Attentat contre goïta : le Mali pointe une menace terroriste et le Burkina ferme tv5monde

Un climat tendu à Bamako après une attaque déjouée

La capitale malienne, Bamako, reste sous haute tension depuis les violents affrontements du 25 avril, qui ont entraîné la mort du général Sadio Camara, figure majeure du pouvoir militaire transitionnel. Les Forces armées maliennes ont révélé, lors d’une conférence de presse, l’existence d’une tentative d’assassinat planifiée contre les dirigeants du pays, dont le président Assimi Goïta. Selon leurs déclarations, plusieurs engins explosifs kamikazes auraient été mobilisés lors de cette opération.

Le commandant Djibrila Maiga, sous-directeur des relations publiques de l’armée malienne, a précisé que l’un de ces véhicules visait directement la résidence présidentielle. Un projet criminel d’une extrême complexité avait pour seul objectif de porter atteinte à la vie de nos responsables politiques, a-t-il souligné avec gravité.

Le Burkina Faso restreint la diffusion de TV5monde

Face à la couverture médiatique de cette crise, les autorités burkinabè ont décidé de suspendre la diffusion de TV5monde. Le Conseil supérieur de la communication du Burkina Faso justifie cette mesure par des accusations graves : complicité d’apologie du terrorisme et tentative de déstabilisation des institutions maliennes.

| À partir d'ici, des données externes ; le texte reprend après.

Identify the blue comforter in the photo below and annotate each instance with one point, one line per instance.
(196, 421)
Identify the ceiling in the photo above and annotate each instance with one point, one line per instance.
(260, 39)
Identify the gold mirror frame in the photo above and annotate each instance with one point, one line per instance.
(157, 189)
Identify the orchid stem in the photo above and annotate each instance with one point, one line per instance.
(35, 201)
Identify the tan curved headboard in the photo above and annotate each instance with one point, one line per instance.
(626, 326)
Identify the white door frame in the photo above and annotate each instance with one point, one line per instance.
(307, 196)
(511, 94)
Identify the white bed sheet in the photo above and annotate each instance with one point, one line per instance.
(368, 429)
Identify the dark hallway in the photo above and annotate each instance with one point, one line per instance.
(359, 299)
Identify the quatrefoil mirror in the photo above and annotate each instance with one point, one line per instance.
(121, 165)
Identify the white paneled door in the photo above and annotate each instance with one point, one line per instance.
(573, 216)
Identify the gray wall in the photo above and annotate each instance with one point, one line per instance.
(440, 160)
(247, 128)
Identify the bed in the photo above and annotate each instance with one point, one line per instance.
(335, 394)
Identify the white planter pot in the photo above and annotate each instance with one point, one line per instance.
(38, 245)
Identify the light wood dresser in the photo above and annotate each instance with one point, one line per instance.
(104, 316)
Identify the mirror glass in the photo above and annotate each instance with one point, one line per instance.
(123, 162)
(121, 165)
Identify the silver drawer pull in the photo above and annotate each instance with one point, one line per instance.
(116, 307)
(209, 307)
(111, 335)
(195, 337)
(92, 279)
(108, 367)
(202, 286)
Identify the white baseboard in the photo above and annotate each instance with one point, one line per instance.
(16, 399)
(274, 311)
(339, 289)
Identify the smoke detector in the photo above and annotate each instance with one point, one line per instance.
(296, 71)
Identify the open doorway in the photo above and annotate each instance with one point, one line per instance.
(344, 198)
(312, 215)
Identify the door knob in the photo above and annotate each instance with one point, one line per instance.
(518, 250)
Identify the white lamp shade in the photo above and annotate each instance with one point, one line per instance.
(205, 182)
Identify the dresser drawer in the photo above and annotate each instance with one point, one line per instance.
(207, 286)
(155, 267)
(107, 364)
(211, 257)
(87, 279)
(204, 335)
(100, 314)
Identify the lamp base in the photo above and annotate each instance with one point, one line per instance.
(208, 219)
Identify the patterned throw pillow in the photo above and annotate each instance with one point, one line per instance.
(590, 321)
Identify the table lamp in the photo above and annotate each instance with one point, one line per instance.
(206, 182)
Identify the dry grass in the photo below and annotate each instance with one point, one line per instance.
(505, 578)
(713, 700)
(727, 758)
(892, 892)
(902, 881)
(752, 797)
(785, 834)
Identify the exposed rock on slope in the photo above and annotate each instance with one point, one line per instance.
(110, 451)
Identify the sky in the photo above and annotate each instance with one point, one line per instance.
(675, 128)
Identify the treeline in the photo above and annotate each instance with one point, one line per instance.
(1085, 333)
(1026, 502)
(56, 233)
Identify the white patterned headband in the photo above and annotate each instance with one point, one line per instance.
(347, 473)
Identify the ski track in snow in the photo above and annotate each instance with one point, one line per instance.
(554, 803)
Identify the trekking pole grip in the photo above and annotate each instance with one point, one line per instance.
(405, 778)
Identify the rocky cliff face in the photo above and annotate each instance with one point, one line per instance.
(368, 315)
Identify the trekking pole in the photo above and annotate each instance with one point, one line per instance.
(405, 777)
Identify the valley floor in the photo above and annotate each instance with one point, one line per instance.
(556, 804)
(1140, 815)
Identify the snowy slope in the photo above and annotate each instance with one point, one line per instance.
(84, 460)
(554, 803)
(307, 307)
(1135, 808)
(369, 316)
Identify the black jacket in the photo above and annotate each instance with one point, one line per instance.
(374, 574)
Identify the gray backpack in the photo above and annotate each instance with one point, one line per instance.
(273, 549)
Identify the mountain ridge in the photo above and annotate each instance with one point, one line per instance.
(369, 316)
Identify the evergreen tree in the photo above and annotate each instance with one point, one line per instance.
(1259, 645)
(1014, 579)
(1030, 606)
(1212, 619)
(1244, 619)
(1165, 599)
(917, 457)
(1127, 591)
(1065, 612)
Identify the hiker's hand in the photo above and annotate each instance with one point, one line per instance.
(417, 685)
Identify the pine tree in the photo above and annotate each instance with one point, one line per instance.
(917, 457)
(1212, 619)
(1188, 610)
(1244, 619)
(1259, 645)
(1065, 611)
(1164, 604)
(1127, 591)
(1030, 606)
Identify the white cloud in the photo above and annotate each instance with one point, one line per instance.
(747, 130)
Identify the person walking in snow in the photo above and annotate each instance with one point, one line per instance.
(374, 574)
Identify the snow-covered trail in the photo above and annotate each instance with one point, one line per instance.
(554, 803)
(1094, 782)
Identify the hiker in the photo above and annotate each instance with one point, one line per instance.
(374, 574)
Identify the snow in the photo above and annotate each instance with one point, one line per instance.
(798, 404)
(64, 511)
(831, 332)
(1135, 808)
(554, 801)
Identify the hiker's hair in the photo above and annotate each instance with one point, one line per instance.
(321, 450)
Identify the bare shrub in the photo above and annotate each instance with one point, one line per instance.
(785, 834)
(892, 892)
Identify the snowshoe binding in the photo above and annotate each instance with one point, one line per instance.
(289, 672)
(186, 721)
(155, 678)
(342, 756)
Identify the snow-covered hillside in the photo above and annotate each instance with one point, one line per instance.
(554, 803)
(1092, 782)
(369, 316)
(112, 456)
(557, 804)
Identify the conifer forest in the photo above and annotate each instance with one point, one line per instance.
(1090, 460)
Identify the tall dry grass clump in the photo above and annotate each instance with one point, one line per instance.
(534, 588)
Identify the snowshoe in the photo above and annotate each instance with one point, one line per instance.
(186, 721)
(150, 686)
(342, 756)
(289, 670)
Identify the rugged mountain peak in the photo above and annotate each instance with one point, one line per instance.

Cette décision a suscité des réactions contrastées parmi la population de Ouagadougou. Certains habitants approuvent fermement cette restriction, comme Flore Guigma, qui déclare : Il est impensable de laisser des chaînes promouvoir le terrorisme sous couvert d’information. D’autres expriment leur mécontentement face à ce qu’ils perçoivent comme un biais médiatique dans le traitement des crises au Sahel, comme en témoigne Serge Théophile Bancé : Ces chaînes affichent une condescendance insupportable dans leur façon de relater les événements.

Une liberté de la presse en déclin au Sahel

L’ONG Reporters sans frontières a vivement critiqué cette interdiction, la qualifiant de restriction arbitraire qui aggrave encore la réduction de l’espace médiatique au Burkina Faso. Depuis le coup d’État mené par le capitaine Ibrahim Traoré, plusieurs médias internationaux ont été bannis du territoire, parmi lesquels Le Monde, LCI, France 24, RFI, BBC News et Voice of America.